RMMC is not a peanut/nut free location since we serve a variety of campers and guest groups utilizing their own kitchen facilities.

If flying in from Denver (DIA) or Colorado Springs (COS), how can I get to camp?

Transportation to camp can be done via Uber or other hired transportaition OR if someone you already know is coming can offer you a ride. Frequently, after a week of good music and fellowship, folks have found a ride to Colorado Springs or Denver from people already heading that way.

If flying, it’s hard to beat the Colorado Springs airport (COS) as the closest airport to camp. Of course, ticket prices are what they are and you might find a better rate into Denver International Airport (DIA). Groome Transportation offers shuttle service between Denver and Colorado Springs for around $55 each way).

Connect with other students – Visit the Colorado Roots Music Camp Facebook Page to share your need for a ride AND to share your willingness to offer a ride both to and from Rocky Mountain.

Can visitors be invited to Roots Music Camp during my stay?

Only campers and their paid companions are allowed at the camp. Limited guest tickets (5-10 or so) are available on a first come/first serve basis for someone you’ld like to bring to an evening concert ($15/person) and share the evening with. Be a good friend to Roots Music by inquiring about availability with the Roots office staff the day BEFORE your visitor might come. Family and/or friends welcome to come for the Friday night student concert.

What is the Charlie Hall Scholarship Fund?

As the founder of Colorado Roots Music Camp, Charlie Hall was a trail blazer in bringing quality music instruction to the Pikes Peak region. In pursuit of this, he also gathered informal scholarship money to support younger students who were unable to financially afford attendance at Roots. In recognition of this forward thinking approach to growing young musicians, the Charlie Hall Scholarship Fund was officially launched at the end of the June 2018 camp. Rocky Mountain Mennonite Camp (RMMC), which has been home to Roots since its beginning in 2006, has taken the opportunity to continue Charlie’s outreach by formalizing the scholarship. As a 501(c)3, RMMC is able to offer a charitable receipt for contributions to the scholarship fund. GO DONORS!

 

  • How to give: Donors can support the next generation of musicians by writing a check to Roots Music Camp earmarked “Charlie Hall Scholarship Fund” and sending to: Roots Music Camp, 709 County Rd 62, Divide CO, 80814. Donations accepted by credit card as well by calling the camp office (719-687-9506).
  • Who my apply: College age and younger (age 25), preference to first time campers.
  • How to apply: Contact the Colorado Roots Camp Office by email at ([email protected]) for application details.
  • Scholarship amount: Full Registration for Chalet, Rustic Cabin or Campground accommodations. Commuters too!
  • Number of scholarships: As funds allow for student interest, our goal is for 1-2 scholarships per camp session. Unfortunately, if there are no donors, there is no scholarship. GO DONORS!
  •  Awarded Scholarships: Applications will be reviewed (Colorado Roots Music Camp Leadership Team) and scholarships awarded after April 1st or until available spots are filled.

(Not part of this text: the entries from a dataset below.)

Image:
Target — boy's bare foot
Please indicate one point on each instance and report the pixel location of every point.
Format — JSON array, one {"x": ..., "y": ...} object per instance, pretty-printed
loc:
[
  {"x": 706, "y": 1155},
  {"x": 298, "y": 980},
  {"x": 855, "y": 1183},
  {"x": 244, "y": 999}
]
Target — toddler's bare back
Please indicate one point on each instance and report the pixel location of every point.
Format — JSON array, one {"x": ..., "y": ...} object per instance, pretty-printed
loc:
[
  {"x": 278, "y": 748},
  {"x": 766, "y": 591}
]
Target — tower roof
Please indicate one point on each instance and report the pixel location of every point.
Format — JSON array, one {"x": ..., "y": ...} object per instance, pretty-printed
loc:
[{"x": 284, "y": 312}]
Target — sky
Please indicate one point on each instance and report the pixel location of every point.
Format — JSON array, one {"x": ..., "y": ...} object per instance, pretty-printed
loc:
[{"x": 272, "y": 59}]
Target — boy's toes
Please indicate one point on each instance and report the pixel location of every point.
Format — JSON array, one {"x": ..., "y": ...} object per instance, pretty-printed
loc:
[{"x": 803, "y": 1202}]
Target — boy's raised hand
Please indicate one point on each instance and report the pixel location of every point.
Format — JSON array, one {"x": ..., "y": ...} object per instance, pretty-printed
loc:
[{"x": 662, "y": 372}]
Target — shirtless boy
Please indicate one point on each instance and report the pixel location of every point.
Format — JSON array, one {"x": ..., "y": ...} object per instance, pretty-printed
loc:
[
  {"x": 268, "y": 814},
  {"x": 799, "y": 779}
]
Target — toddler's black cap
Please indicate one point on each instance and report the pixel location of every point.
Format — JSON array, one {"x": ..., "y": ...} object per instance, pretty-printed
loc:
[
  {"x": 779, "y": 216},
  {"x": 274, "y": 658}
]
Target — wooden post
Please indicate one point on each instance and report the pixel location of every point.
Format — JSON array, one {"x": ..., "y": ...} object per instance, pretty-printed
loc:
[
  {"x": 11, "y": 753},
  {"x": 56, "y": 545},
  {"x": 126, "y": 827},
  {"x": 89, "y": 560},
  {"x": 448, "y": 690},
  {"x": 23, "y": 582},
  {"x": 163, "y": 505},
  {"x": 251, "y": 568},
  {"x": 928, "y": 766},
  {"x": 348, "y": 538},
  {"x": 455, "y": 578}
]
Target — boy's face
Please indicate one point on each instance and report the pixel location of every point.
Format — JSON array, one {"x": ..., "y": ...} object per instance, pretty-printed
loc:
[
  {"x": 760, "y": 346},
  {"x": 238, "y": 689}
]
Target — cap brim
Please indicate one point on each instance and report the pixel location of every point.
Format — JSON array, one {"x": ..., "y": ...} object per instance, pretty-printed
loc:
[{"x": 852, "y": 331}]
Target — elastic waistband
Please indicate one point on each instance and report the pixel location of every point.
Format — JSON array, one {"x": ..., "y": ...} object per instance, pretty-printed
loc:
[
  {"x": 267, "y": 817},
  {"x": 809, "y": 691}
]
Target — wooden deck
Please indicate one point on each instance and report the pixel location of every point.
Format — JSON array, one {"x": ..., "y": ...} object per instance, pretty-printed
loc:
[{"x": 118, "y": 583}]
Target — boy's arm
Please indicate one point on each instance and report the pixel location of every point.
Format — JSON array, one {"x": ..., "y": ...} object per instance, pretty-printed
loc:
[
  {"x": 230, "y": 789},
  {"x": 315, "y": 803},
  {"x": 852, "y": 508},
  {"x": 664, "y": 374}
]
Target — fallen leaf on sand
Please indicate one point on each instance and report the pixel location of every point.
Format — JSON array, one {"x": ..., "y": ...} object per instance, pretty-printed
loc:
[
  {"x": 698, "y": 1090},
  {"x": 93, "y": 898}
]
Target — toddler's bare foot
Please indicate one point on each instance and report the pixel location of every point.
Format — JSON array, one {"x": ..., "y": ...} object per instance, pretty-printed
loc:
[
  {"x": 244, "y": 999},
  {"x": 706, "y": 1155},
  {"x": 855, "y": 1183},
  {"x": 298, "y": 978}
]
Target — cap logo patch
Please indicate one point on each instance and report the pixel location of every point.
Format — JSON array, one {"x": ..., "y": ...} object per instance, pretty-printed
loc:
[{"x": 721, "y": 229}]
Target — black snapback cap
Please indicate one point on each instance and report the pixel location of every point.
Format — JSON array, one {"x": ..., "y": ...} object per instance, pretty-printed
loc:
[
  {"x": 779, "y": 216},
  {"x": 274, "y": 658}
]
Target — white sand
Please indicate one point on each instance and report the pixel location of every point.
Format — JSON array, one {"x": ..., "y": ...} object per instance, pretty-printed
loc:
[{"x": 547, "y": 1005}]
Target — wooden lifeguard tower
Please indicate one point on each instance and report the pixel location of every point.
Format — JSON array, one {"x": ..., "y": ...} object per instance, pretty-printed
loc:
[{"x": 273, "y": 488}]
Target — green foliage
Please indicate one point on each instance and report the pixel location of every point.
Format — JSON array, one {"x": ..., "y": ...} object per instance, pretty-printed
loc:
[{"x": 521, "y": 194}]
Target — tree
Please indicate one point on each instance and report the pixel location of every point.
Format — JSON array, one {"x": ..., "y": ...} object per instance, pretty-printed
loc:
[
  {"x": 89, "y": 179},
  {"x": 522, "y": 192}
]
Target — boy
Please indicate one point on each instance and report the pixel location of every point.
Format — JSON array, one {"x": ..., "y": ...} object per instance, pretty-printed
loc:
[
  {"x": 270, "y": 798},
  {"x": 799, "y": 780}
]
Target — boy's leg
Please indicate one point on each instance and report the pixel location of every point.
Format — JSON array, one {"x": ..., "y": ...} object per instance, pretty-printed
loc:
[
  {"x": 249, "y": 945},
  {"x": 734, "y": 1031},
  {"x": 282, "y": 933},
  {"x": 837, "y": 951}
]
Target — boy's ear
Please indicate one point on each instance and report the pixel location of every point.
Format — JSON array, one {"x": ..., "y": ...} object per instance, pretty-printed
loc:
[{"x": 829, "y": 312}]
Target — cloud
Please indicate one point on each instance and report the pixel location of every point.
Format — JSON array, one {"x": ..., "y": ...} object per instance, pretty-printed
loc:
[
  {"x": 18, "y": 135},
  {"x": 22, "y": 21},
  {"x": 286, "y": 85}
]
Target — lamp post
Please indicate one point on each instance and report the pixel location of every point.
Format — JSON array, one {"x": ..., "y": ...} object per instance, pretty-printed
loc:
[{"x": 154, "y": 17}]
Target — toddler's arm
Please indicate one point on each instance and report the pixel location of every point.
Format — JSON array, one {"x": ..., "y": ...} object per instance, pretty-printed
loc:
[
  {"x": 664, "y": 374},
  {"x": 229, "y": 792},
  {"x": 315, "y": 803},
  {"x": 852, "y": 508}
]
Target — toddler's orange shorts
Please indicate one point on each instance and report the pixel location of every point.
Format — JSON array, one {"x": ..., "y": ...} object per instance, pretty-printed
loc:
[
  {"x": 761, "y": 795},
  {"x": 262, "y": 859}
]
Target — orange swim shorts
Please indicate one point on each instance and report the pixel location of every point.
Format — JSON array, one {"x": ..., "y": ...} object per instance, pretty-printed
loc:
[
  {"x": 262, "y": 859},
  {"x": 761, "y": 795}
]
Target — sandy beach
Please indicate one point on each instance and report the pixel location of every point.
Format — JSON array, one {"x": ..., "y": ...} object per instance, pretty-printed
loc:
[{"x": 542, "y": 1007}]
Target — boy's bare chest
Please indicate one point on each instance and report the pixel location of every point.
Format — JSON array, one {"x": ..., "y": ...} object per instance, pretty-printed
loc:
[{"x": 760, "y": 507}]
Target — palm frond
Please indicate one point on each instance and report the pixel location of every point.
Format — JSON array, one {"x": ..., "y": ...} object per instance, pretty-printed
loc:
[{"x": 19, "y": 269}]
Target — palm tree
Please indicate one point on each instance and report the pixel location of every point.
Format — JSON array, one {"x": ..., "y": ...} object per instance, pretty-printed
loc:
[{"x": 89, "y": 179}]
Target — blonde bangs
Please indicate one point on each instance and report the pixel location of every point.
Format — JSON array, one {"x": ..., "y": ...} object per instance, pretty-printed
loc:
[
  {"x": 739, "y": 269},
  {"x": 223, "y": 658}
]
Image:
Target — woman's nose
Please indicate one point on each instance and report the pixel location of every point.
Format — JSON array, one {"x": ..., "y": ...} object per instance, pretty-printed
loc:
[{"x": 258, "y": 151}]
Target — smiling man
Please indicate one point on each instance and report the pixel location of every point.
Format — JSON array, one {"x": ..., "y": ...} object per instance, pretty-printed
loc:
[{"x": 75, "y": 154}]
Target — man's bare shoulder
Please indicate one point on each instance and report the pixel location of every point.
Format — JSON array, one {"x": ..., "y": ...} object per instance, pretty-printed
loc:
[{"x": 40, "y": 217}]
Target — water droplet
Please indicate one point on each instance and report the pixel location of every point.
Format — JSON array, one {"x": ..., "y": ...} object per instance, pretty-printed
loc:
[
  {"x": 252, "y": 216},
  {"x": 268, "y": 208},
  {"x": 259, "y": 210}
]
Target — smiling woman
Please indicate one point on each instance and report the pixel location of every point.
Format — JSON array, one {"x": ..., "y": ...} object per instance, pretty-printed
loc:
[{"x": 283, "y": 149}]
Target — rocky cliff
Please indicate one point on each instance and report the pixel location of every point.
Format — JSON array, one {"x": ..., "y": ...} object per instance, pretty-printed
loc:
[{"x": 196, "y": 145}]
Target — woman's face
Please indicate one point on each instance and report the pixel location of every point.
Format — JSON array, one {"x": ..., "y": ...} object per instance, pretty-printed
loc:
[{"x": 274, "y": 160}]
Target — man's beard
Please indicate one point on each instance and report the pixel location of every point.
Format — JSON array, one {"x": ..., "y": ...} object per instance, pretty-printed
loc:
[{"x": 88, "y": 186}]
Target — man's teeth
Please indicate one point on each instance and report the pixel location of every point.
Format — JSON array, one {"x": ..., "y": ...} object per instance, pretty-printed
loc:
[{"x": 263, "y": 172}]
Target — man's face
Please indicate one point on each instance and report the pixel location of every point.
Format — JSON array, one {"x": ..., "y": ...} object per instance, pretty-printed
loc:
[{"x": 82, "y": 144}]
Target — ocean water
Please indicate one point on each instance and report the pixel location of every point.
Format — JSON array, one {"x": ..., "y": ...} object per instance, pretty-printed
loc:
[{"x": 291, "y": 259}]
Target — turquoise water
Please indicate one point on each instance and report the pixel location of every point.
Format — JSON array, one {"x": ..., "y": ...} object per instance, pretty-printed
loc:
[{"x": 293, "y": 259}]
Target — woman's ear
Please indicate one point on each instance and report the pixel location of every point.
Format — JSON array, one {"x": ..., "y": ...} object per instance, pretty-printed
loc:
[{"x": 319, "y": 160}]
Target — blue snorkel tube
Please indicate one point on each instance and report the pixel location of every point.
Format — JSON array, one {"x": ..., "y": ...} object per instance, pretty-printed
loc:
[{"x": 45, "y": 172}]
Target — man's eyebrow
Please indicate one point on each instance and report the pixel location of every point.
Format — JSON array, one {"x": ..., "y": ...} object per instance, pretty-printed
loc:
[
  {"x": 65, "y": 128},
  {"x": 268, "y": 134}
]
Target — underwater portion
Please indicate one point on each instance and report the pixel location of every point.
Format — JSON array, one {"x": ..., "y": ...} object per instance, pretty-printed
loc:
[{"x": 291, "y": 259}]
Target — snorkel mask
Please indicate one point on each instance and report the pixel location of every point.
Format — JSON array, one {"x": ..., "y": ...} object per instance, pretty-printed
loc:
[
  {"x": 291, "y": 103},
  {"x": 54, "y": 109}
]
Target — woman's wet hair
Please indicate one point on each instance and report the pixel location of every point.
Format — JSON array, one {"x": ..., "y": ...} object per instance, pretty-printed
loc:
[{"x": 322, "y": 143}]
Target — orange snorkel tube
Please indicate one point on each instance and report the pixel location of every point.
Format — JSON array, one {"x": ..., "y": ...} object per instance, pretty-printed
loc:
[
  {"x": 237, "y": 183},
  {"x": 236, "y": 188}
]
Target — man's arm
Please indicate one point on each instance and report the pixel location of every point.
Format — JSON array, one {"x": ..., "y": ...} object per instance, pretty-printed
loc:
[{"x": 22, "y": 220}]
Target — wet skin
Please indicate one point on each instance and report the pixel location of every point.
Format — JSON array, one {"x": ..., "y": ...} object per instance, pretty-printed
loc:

What should I NOT bring to camp?

  • Pets of all sizes (Note: if you have a disability, please contact camp about your service animal)
  • Firearms
  • Alcohol
  • Tobacco
  • Illicit drugs
  • Marijuana
  • Dirt bikes
  • Firework
  • Four Wheelers
  • Drones

Do you have to be Mennonite to attend camp?

While teachings during the retreat are Bible-based and from a Mennonite perspective, campers of all faiths are respected and welcome to attend.